Bei den Muskeln in den Bronchien handelt es sich um glatte Muskulatur, die im Gegensatz zur quergestreiften Skelettmuskulatur nicht der willentlichen Kontrolle unterliegt. Jetzt haben Wissenschaftler um den bekannten Riechsinnforscher Prof. Dr. Dr. Dr. habil Hanns Hatt und Dr. Benjamin Kalbe vom Bochumer Lehrstuhl für Zellphysiologie der Ruhr-Universität Bochum gemeinsam mit Kollegen verschiedener Kliniken in Bochum, Köln und Herne in den Muskelzellen der menschlichen Bronchien zwei Typen von Riechrezeptoren (OR2AG1 und OR1D2) entdeckt (siehe Frontiers in Physiology, Online-Veröffentlichung am 4.8.16). Aktivieren die passenden Düfte diese Rezeptoren, erweitern oder verengen sich die Bronchien. Eine gezielte Hemmung oder Aktivierung dieser Rezeptoren könnte einen neuen Ansatzpunkt für die Entwicklung von Asthmamedikamenten darstellen.

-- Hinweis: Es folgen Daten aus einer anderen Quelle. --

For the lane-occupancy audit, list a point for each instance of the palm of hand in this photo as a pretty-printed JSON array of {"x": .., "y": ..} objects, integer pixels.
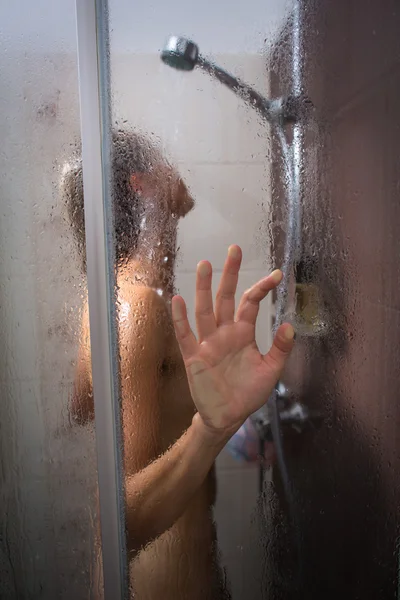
[{"x": 229, "y": 378}]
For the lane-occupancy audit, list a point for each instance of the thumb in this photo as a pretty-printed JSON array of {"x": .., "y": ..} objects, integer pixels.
[{"x": 280, "y": 349}]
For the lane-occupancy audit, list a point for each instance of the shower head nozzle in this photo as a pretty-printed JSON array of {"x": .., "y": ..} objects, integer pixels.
[{"x": 180, "y": 53}]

Amylbutyrat, ein fruchtiger Duft mit Bananen- und Aprikosennoten, aktiviert den Rezeptor OR2AG1. Bindet der Riechstoff, entspannt und erweitert das die Bronchien. Der Effekt war im Experiment so stark, dass er die Wirkung von Histamin aufheben konnte. Diesen Stoff schüttet der Körper bei allergischem Asthma aus, wodurch sich die Bronchien verengen. „Amylbutyrat könnte bei Asthma helfen, die Luftzufuhr zu verbessern“, folgert Prof. Hatt. „Vermutlich kann es nicht nur den Effekten von Histamin entgegenwirken, sondern ebenso denen von anderen Allergenen, die das Atmen behindern.“ Auch für die Behandlung anderer Krankheiten, etwa der chronisch-obstruktiven Lungenerkrankung COPD, könne der Rezeptor interessant sein. Die Forscher zeigten außerdem, dass Amylbutyrat in den Muskelzellen die gleichen Signalwege in Gang setzt wie in den Riechzellen der Nase.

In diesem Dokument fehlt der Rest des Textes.